Fresh Signature, the experiential supermarket chain from Reliance Retail, inaugurated its newest flagship store in Mumbai. This marks the 141st outlet of the upscale chain for the nation’s largest retailer. The recently opened store covers an expansive 9,000 sq. ft. and is located at Infiniti Mall, Oshiwara, Andheri West, Mumbai, as announced in the company’s press release on Monday.

Fresh Signature outlets showcase a diverse range of 17 live food stations, encompassing offerings such as fresh dairy, ethnic sweets, a zero-waste organic zone, Turkish delights, patisserie, premium dry fruits and nuts, ethnic snacks, live khakra, fudge and chikki, an ice-cream sundae parlor, noodle bar, health café, artisanal honey bar, and various other culinary delights.

The store opening was graced by the presence of pastry chef Pooja Dhingra and Bollywood actress Shilpa Shetty, as mentioned in the press release.

At present, Reliance Retail manages 141 Fresh Signature stores nationwide, with each store covering a retail area of 3,000–5,000 sq. ft. The brand provides a diverse range of everyday grocery essentials, chocolates, confectionaries, processed food, juices, beverages, home and personal care products. Additionally, it offers international cuisine ingredients and local snacks.

Continue Exploring: Reliance Retail expands Smart Bazaar stores to small towns, targets growing demand

The release mentioned that the grocery retail chain intends to broaden its presence by expanding to additional locations in the upcoming months.
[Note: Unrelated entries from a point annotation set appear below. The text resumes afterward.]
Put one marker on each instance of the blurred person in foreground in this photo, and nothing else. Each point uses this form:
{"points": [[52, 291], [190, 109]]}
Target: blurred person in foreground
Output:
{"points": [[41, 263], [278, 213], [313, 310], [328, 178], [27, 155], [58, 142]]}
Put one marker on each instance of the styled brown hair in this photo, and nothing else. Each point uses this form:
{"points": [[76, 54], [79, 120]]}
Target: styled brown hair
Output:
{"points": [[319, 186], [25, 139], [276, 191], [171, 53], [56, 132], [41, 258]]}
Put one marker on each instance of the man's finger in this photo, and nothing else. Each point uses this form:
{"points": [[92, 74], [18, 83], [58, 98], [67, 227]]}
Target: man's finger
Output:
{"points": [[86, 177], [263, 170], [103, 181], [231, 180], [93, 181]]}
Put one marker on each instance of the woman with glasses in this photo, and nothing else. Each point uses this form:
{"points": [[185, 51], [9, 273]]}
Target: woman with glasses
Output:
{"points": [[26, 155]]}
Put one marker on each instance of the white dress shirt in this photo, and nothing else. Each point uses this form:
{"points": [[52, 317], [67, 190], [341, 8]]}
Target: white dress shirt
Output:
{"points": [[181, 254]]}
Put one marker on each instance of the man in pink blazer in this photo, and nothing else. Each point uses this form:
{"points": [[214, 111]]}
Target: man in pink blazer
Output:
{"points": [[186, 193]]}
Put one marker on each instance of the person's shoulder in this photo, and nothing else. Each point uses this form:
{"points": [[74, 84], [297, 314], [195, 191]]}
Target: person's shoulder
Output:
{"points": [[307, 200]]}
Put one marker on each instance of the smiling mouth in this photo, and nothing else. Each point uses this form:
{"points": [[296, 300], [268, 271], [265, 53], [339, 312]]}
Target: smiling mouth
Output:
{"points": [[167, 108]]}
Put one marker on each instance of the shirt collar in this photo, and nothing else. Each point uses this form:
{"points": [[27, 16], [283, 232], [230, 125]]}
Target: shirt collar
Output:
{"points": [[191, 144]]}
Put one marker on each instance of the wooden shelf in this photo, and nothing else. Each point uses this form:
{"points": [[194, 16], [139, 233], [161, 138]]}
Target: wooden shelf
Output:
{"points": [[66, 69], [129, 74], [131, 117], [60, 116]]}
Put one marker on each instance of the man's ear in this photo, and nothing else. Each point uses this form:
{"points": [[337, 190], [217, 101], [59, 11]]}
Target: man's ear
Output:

Reliance Retail Ltd, a subsidiary of Reliance Retail Ventures Ltd (RRVL), serves as the holding company for all retail entities within Reliance Industries Ltd. RRL, alongside other subsidiaries and affiliates of RRVL, manages an integrated omni-channel network comprising over 18,650 stores and digital commerce platforms.

In the third quarter of the fiscal year 2023-2024, which ended in December 2023, RRVL reported a net profit of INR 3,165 crore and a revenue of INR 74,373 crore.